With Chelsea now dominated by narrative and pictorial representation, for the last few years artists interested in abstraction have worked within a narrow field of aesthetic choices currently acceptable to the art world. Contemporary fine art culture maintains a rather friendly attitude towards patterning for example, which is good news for artists like Jennifer Schmidt whose work often employs repetition as a stylistic device. Undoubtedly the most formally oriented of the group of artists profiled this week, Schmidt uses line and shape to create images that are not only formally seductive, but evoke a comfortable sense of familiarity.
Coupon Dash, (featured above), a city map comprised of voucher outlines provides a good representation of such familiarity, since the building blocks of the piece are not only easily recognizable and associated with an activity that typically requires transit in the first place, but take a form that people easily intuit as a map of Baltimore. Schmidt removes the street names map keys from her piece, creating a piece that succeeds for its economy of concept and elegance of line.
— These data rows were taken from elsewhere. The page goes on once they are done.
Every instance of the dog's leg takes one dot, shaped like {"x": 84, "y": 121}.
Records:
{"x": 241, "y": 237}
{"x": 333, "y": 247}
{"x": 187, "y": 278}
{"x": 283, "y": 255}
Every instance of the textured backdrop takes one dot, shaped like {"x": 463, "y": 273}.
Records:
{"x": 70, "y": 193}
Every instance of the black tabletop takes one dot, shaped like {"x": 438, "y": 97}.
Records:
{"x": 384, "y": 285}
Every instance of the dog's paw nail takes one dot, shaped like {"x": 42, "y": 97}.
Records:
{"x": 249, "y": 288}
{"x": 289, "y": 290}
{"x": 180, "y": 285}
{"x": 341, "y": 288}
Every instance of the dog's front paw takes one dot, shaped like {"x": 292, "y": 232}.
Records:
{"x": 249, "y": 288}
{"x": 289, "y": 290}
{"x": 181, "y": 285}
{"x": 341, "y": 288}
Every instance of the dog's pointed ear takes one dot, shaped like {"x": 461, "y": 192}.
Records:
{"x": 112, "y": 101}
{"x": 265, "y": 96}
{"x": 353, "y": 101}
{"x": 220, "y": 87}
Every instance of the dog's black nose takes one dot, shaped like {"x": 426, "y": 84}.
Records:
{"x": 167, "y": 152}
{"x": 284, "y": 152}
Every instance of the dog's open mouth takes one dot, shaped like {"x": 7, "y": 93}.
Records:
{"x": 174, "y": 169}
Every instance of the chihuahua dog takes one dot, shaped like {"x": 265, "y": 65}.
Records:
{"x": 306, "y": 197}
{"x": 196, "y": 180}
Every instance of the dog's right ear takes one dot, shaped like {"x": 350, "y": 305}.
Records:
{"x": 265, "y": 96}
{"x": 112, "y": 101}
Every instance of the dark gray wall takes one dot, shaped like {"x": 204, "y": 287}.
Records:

Jennifer Schmidt, Ballad, 2006, Screenprint
Similarly a response to pattern, Ballad, turns what I had previously found to be amongst the more offense of designs conceived for a notepad into something beautiful and poetic. Speaking of the formal qualities of the work exclusively, the extremely flatness of the print adds to the graphic appeal to the pattern , as does a slight adjustment to most of the covers I’ve seen; Schmidt subtly enlarging some of the white areas in the piece to create a greater sense of movement. However, it is the pairing of these deftly handled techniques with the scrawled word Ballad over the front cover that ultimately makes this piece. Here the banality of pattern and gesture combines as if to suggest it is song, or dance.
Jennifer Schmidt, Biography
Jennifer Schmidt (b. 1975, Bedford, Indiana) is a multi-media artist living in Brooklyn, NY and Boston, MA, who often works with printed media and graphic design to create sculptural installations, video, and screenprinted ephemera.
She received her Master of Fine Arts degree from the School of the Art Institute of Chicago in 1999 and Bachelor of Arts degrees in Studio Art and Art History from the University of Delaware in 1997; and is faculty within the Print and Paper Area and Graduate Program at the School of the Museum of Fine Arts, Boston.
RECENT EXHIBITIONS AND SCREENINGS INCLUDE: International Print Center New York, NY, Pulsar Festival for New Media, Caracas, Venezuela, Cinema-Scope, London, UK and Miami, FL, Candela Gallery, Puerto Rico, Test Patterns: Public Art Project, Baltimore, MD, Conversational Lag, Volume Gallery, New York, NY, Video Series 2005. RECENT PUBLICATIONS INCLUDE: Collezioni:Edge, May/June 2002, Eleven Bulls, May 2002, Big Red and Shiny, 2004/2005/2006, and Drain Journal for Contemporary Art and Culture, 2005. RECENT CURATORIAL PROJECTS INCLUDE: Sound Lab, Siggraph 2007, Bit Logic, GASP, Boston, MA, Mybrary, BUILD, San Francisco, CA, LINGO, ONI Gallery, Boston, MA, and 13/Proof, Anchor Graphics, Chicago, IL.
Jennifer Schmidt is a 2007 fellow in Printmaking/Drawing/Artists’ Books from the New York Foundation for the Arts.